His nephew Richard Bennett came out to manage the plantation, and stayed in the colony. He became a large landowner and eventually governor of the colony. In 1629, the "County of Warascoyack" was represented in the House of Burgeses was represented by Richard Bennett, Captain Nathaniel Basse (who owned Basse's Choice), Thomas Jordan and two others, all Puritans. This was the Puritans' strongest representation in a colony dominated by members of the Anglican Church.

By 1634, by order of the King of England, Charles I, eight shires of Virginia were formed, with a total population of 4,914 settlers. Warrosquoake Shire included 522 persons at the time. It and Accomac Shire were the only shires given Native-American names, honoring the friendly tribes nearby. In 1637 the English renamed it Isle of Wight County, after an island of the same name in the English channel between England and France. They also renamed the Warrosquoake river the Pagan River.

During the three years when it was officially Warrosquoake Shire, Richard Bennett led the small Puritan community to neighboring Nansemond. They later moved to Maryland when under religious pressure in Virginia.
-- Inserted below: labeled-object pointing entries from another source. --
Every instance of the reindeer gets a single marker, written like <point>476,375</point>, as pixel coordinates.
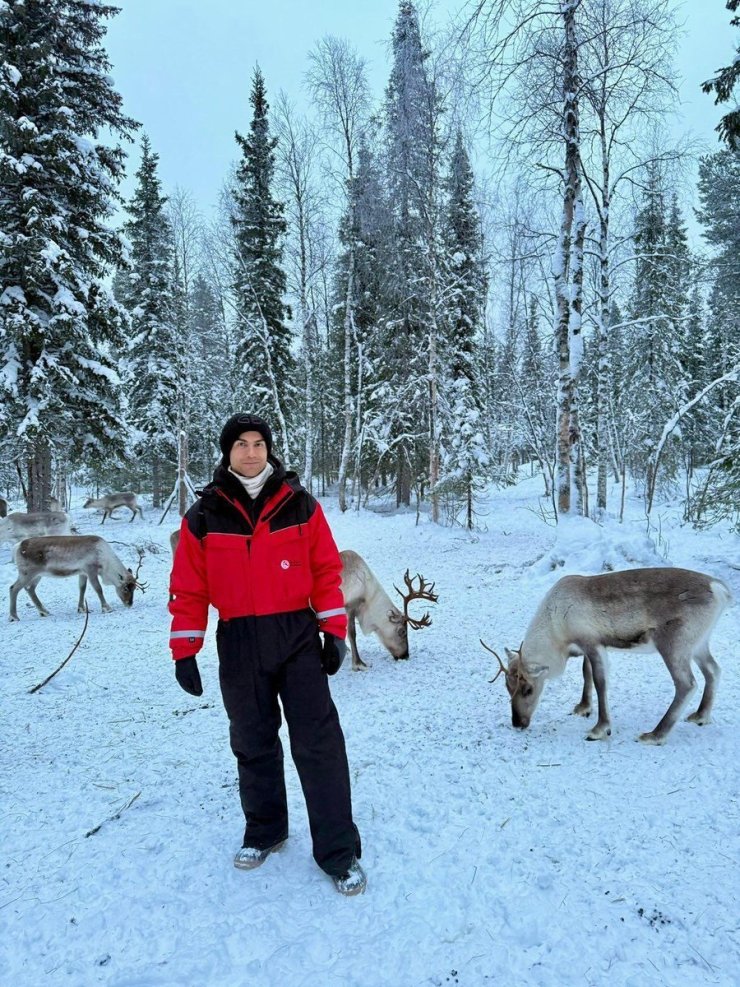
<point>671,611</point>
<point>365,598</point>
<point>87,556</point>
<point>110,502</point>
<point>18,525</point>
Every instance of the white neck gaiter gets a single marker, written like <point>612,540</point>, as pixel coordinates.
<point>253,484</point>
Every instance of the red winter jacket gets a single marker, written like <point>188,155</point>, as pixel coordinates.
<point>283,560</point>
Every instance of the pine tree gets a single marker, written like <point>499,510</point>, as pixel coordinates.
<point>724,84</point>
<point>409,332</point>
<point>719,180</point>
<point>265,367</point>
<point>465,458</point>
<point>156,350</point>
<point>60,328</point>
<point>365,226</point>
<point>212,365</point>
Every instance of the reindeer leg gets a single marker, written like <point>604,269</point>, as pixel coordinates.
<point>711,672</point>
<point>603,727</point>
<point>95,583</point>
<point>584,706</point>
<point>83,587</point>
<point>357,662</point>
<point>14,591</point>
<point>672,649</point>
<point>31,590</point>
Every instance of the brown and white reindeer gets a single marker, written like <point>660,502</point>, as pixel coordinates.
<point>18,525</point>
<point>367,601</point>
<point>671,611</point>
<point>86,556</point>
<point>108,503</point>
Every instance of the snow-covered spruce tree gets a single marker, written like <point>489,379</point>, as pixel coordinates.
<point>156,350</point>
<point>719,180</point>
<point>411,111</point>
<point>60,329</point>
<point>265,371</point>
<point>535,389</point>
<point>724,84</point>
<point>658,301</point>
<point>339,86</point>
<point>211,368</point>
<point>365,231</point>
<point>464,457</point>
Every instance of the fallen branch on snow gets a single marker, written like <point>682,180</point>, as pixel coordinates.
<point>116,815</point>
<point>77,643</point>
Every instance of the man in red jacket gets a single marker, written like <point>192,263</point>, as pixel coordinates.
<point>257,547</point>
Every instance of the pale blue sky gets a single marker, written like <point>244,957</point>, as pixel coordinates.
<point>184,68</point>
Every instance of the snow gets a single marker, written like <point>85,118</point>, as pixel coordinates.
<point>493,856</point>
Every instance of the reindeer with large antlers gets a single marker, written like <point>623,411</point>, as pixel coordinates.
<point>366,600</point>
<point>86,556</point>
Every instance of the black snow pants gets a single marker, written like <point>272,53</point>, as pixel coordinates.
<point>262,659</point>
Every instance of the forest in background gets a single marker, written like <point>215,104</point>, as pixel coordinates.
<point>488,267</point>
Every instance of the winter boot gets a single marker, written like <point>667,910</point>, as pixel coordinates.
<point>250,857</point>
<point>353,881</point>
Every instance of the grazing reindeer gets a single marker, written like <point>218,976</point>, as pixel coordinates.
<point>110,503</point>
<point>87,556</point>
<point>19,525</point>
<point>672,611</point>
<point>365,599</point>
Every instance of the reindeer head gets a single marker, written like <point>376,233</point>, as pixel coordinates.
<point>129,581</point>
<point>524,683</point>
<point>402,621</point>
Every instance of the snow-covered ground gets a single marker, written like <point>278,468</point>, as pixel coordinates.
<point>493,856</point>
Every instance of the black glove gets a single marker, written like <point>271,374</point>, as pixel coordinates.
<point>332,654</point>
<point>187,674</point>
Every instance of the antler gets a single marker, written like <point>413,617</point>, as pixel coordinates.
<point>140,553</point>
<point>502,667</point>
<point>424,591</point>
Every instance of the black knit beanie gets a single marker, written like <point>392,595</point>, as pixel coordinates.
<point>243,423</point>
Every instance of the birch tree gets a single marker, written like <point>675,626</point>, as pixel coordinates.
<point>337,79</point>
<point>60,329</point>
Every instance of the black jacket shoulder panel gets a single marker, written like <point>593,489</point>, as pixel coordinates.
<point>293,505</point>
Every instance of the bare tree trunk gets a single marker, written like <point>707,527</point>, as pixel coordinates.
<point>39,477</point>
<point>156,481</point>
<point>562,257</point>
<point>603,369</point>
<point>349,323</point>
<point>433,429</point>
<point>577,456</point>
<point>182,469</point>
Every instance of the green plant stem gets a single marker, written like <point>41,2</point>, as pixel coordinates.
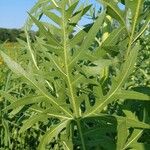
<point>65,47</point>
<point>81,134</point>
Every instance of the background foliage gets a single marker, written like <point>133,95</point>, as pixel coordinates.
<point>79,86</point>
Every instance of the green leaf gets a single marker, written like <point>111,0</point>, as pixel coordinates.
<point>126,94</point>
<point>90,36</point>
<point>117,83</point>
<point>114,11</point>
<point>49,135</point>
<point>122,134</point>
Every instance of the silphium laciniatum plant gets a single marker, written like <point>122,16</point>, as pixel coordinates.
<point>80,72</point>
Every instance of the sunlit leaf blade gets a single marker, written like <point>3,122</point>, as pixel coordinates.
<point>126,94</point>
<point>117,83</point>
<point>52,133</point>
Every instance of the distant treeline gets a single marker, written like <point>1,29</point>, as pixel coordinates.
<point>11,35</point>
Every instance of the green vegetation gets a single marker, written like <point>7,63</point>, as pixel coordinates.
<point>11,35</point>
<point>78,87</point>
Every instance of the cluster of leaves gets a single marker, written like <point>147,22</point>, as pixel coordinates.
<point>11,35</point>
<point>79,83</point>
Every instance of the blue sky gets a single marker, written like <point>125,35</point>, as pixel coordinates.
<point>13,13</point>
He returned during the Cromwellian period with a Parliamentary Commission to take over from the Royalist government and served as Governor of Virginia.

As population increased, land was drawn from Warrosquoake Shire and Isle of Wight County to form many other counties to the immediate southwest, in the region now defined as Southside Virginia. The counties of Isle of Wight, Southampton, Greensville and Brunswick were all created within the limits of what had been Warrosquoake Shire.